In itself, Bulworth represents a kind of closure for the tragic generation that collapsed under its own faux-revolutionary weight, a kind of comedy elegy to Huey Newton, to Democrats elected in the 1974 post-Watergate midterm elections, to the rise of television, to the collapse of racial optimism in America.
“What we didn’t know in the 70′s,” said Mr. Beatty, “was you do this, you kill him at the end, flop. But what you’re really talking about is, after all is said and done, the advertising campaigns and the grosses go up in smoke, and you’re only left with the movie.

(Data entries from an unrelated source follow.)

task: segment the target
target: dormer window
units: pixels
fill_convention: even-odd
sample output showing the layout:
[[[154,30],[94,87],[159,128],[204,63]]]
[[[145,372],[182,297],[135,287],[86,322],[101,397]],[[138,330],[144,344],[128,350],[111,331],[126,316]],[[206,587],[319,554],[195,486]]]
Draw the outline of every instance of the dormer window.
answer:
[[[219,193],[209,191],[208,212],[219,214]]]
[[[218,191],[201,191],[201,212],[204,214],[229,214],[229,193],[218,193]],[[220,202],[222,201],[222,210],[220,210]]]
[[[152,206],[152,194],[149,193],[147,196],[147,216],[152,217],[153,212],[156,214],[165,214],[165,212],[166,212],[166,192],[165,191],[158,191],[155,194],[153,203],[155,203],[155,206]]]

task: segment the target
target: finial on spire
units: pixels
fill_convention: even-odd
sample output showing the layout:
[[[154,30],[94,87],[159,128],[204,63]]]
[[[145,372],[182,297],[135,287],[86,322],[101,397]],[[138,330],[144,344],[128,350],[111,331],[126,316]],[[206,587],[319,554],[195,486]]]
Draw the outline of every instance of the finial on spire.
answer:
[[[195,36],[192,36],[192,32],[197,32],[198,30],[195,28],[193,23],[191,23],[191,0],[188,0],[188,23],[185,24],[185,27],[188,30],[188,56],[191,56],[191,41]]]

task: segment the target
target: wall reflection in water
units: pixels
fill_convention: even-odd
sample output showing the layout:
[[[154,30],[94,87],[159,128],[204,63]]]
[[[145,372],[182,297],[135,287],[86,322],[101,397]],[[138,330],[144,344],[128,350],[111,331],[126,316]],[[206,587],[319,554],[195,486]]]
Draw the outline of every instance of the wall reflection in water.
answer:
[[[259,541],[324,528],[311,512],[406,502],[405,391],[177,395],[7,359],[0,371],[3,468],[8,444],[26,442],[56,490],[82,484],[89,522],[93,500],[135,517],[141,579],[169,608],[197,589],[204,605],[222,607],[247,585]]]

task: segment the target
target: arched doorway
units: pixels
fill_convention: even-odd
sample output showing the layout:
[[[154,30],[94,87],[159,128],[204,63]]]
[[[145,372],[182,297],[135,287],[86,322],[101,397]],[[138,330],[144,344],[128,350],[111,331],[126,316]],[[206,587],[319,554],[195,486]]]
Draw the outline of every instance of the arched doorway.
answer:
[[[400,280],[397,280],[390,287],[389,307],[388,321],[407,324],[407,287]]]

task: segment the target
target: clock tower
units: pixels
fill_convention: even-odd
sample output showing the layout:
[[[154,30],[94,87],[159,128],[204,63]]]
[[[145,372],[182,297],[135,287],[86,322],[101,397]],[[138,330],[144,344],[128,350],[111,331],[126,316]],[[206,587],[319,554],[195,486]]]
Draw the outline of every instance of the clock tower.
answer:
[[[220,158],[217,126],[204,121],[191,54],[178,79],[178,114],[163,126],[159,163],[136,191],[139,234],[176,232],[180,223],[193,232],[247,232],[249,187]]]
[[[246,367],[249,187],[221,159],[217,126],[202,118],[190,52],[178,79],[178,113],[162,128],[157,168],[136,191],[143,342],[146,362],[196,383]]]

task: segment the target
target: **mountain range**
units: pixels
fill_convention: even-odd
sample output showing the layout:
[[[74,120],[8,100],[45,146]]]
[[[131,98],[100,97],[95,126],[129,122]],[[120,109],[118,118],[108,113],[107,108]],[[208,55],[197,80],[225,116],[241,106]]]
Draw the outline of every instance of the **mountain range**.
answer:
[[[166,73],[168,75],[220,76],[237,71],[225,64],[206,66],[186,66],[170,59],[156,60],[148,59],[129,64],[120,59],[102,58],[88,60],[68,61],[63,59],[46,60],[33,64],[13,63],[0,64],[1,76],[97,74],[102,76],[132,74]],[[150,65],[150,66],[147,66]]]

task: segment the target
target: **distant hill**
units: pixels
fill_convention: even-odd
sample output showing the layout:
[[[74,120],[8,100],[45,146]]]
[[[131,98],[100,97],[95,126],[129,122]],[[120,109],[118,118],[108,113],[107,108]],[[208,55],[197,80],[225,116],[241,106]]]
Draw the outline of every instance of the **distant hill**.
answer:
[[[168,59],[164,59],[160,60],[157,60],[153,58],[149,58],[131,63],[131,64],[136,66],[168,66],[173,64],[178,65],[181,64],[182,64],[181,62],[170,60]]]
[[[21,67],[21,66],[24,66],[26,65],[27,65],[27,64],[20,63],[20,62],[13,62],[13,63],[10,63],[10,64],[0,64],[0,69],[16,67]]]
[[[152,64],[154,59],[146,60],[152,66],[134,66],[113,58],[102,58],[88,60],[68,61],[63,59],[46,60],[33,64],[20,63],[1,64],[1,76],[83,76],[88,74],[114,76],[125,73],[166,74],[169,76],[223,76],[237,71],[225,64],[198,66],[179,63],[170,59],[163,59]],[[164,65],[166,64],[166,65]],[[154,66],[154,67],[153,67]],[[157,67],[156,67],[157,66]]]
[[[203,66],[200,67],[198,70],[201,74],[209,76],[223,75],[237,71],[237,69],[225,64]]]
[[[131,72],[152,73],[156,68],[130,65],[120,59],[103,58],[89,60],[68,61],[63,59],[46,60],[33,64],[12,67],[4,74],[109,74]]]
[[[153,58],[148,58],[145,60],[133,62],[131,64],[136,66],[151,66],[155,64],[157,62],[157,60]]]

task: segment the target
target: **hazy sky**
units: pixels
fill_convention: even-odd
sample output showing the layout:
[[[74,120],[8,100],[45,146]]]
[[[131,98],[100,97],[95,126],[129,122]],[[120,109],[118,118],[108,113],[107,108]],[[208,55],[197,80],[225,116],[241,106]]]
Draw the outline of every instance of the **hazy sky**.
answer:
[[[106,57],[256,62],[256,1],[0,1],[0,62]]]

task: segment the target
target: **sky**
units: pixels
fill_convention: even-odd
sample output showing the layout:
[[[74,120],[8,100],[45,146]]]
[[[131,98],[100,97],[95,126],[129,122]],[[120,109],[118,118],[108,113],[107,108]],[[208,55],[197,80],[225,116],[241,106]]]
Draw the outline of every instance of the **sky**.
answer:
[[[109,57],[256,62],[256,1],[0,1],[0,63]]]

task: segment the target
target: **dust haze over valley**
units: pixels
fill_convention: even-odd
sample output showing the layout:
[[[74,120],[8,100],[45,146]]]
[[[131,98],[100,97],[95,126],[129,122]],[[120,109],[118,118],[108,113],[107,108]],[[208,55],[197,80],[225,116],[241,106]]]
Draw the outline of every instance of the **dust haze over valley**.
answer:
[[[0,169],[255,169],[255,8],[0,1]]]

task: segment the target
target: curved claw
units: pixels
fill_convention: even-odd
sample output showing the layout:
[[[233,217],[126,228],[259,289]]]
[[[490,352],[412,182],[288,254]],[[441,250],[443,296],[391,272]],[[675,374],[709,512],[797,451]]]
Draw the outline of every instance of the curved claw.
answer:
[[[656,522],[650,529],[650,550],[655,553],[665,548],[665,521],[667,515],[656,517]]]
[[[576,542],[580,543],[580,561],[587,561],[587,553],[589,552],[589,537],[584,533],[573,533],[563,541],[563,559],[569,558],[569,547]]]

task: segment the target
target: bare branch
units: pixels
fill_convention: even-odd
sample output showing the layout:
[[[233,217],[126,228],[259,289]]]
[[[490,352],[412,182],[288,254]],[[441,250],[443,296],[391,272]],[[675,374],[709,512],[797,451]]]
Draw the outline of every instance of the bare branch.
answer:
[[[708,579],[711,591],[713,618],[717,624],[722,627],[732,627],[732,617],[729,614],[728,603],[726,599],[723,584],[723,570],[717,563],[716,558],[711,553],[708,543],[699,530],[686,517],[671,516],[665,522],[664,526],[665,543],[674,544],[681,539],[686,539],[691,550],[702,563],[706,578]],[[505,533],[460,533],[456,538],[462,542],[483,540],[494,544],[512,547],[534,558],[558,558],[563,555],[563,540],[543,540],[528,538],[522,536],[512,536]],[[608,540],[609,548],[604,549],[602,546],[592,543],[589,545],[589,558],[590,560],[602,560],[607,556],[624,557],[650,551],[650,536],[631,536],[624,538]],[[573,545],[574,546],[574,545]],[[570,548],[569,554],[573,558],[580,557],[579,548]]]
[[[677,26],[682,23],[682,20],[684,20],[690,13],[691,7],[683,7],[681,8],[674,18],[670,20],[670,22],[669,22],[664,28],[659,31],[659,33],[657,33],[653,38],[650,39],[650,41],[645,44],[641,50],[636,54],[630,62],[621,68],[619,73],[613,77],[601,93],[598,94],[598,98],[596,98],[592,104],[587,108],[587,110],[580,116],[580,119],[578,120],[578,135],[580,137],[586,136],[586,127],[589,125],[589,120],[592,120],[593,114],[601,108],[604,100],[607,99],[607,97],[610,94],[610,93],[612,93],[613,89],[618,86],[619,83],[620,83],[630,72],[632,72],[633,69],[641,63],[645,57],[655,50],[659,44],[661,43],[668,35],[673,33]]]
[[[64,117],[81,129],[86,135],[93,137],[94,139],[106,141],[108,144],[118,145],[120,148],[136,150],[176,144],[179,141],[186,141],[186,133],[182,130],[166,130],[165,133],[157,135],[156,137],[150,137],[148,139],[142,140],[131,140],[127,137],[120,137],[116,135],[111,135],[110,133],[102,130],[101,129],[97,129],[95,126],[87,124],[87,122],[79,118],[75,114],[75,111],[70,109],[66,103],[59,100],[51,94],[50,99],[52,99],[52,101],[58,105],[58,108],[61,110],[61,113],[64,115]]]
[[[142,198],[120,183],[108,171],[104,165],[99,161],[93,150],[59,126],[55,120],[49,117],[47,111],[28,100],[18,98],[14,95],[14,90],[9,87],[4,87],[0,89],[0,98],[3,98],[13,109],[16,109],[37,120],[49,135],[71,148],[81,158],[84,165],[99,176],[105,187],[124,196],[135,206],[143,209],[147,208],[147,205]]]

And they call it the Golden Age, which went from sort of Bonnie and Clyde , over there, to that other thing that happened–for me, it’s Reds . The old studios kind of got tuckered out about then. And then all these rebellious movies started being made.
“That content was then chosen pretty much by these lunatics in the asylum that went from non-money people up until a new boss took over. That new boss was television advertising. And so went from the old money people, to the new money people. It went from Metro-Goldwyn-Mayer to the ad guys, and advertising has been fooling people ever since. It’s gone from 600 theaters to 1,000 and from 1,000 to 2,000. Dick Tracy opened in 3,000 theaters. Godzilla is opening in 6,000 theaters. And it’s a nuclear attack.
“And the same way as in politics. Get a picture of the people who were in the Senate in 1968. Get a picture of them. Take their names off the picture, and then tell me if you would consider Ernest Gruening or Paul Douglas or Stuart Symington, Mike Mansfield, Jack Javits … Tell me if you would be inclined to run a lot of 30-second spots with them … and these were great men. I could go on and on and on about them.” The phone rang. It was Peggy Siegal, the New York publicist. There was an overflow at the Ziegfeld, and she had to schedule a second screening at the Coronet.
Warren Beatty looked up in the Bemelmans Bar and popped a nut. It was 1998 and he was grinning, big and creased. The 70′s weren’t back. But they weren’t necessarily over, either.